"The Forest Unseen," by David George Haskell. This is the last chapter. Haskell reflects on the meaning of the year's watch. There are several things that I like about this section. First, rhetorically, the series of ideas/paragraphs, each succeeding one starts with a "despite" a "but," a "yet." Subordinating his ideas to get to the very specific thing that he wants to communicate. Second, the clarity of the line about "I am unnecessary here" and "there is loneliness in this realization, poignancy in my irrelevance." Third, despite his "unnecessary"ness, the sense of "parallel worlds" that are running together. The combination of the last two seems like real wisdom, deep understanding
Silence returns to the mandala. I sink into the moment, feeling a familiar sense of arrival. The practice of returning to the mandala and sitting in silence for hundreds of hours has peeled back some of the barriers between the forest and my senses, intellect, and emotions. I can be present in a way that I had not known existed.
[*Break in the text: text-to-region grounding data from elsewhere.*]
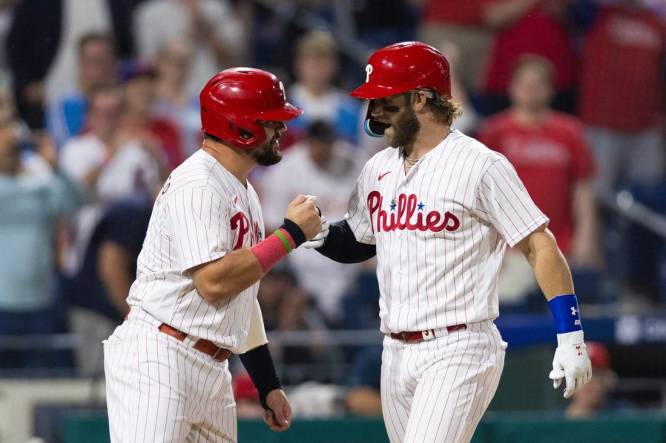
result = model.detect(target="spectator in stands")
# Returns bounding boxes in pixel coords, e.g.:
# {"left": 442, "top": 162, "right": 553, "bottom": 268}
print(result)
{"left": 7, "top": 0, "right": 144, "bottom": 129}
{"left": 0, "top": 1, "right": 18, "bottom": 76}
{"left": 578, "top": 0, "right": 665, "bottom": 198}
{"left": 63, "top": 197, "right": 151, "bottom": 376}
{"left": 288, "top": 31, "right": 361, "bottom": 146}
{"left": 153, "top": 40, "right": 202, "bottom": 157}
{"left": 0, "top": 127, "right": 83, "bottom": 369}
{"left": 258, "top": 120, "right": 363, "bottom": 323}
{"left": 478, "top": 56, "right": 600, "bottom": 305}
{"left": 117, "top": 61, "right": 183, "bottom": 172}
{"left": 566, "top": 342, "right": 617, "bottom": 418}
{"left": 46, "top": 32, "right": 119, "bottom": 148}
{"left": 59, "top": 85, "right": 161, "bottom": 275}
{"left": 480, "top": 0, "right": 578, "bottom": 114}
{"left": 418, "top": 0, "right": 490, "bottom": 97}
{"left": 134, "top": 0, "right": 245, "bottom": 98}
Despite this feeling of belonging, my relationship to this place is not straightforward. I simultaneously feel profound closeness and unutterable distance. As I have come to know the mandala, I have more clearly seen my ecological and evolutionary kinship with the forest. This knowledge feels woven into my body, remaking me or, more precisely, waking in me the ability to see how I was made all along.
At the same time, an equally powerful sense of otherness has grown. As I have watched, a realization of the enormity of the my ignorance has pressed on me. Even simple enumeration and naming of the mandala's inhabitants lie far beyond my reach. As understanding of their lives and relationships in anything but a fragmentary way is quite impossible. The longer I watch, the more alienated I become from any hope of comprehending the mandala, of grasping its more basic nature.
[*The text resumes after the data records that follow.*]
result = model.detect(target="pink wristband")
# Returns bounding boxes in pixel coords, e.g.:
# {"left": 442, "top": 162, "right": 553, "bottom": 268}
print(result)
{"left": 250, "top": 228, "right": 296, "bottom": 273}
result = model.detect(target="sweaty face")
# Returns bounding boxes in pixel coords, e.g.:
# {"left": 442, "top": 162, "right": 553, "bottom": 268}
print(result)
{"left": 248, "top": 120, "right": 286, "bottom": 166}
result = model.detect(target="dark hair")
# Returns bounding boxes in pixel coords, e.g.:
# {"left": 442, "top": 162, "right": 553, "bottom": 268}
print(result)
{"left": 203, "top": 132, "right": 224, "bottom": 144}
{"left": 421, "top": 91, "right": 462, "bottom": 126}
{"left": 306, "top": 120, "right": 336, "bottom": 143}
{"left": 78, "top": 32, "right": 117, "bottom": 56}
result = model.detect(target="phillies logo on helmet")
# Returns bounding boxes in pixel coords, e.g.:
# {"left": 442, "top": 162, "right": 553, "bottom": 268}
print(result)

Yet the separation that I feel is more than a heightened awareness of my ignorance. I have understood in some deep place that I am unnecessary here, as is all humanity. There is loneliness in this realization, poignancy in my irrelevance.
But I also feel an ineffable but strong sense of joy in the independence of the mandala's life. This was brought home to me several weeks ago as I walked into the forest. A hairy woodpecker lighted on a tree trunk and lobbed out its call. I was struck hard by the otherness of this bird. Here was a creature whose kind has chattered woodpecker calls for millions of years before humans came to be. Its daily existence was filled with bark flakes, hidden beetles, and the sounds of its woodpecker neighbors: another world, running parallel to my own. Millions of such parallel worlds exist in one mandala.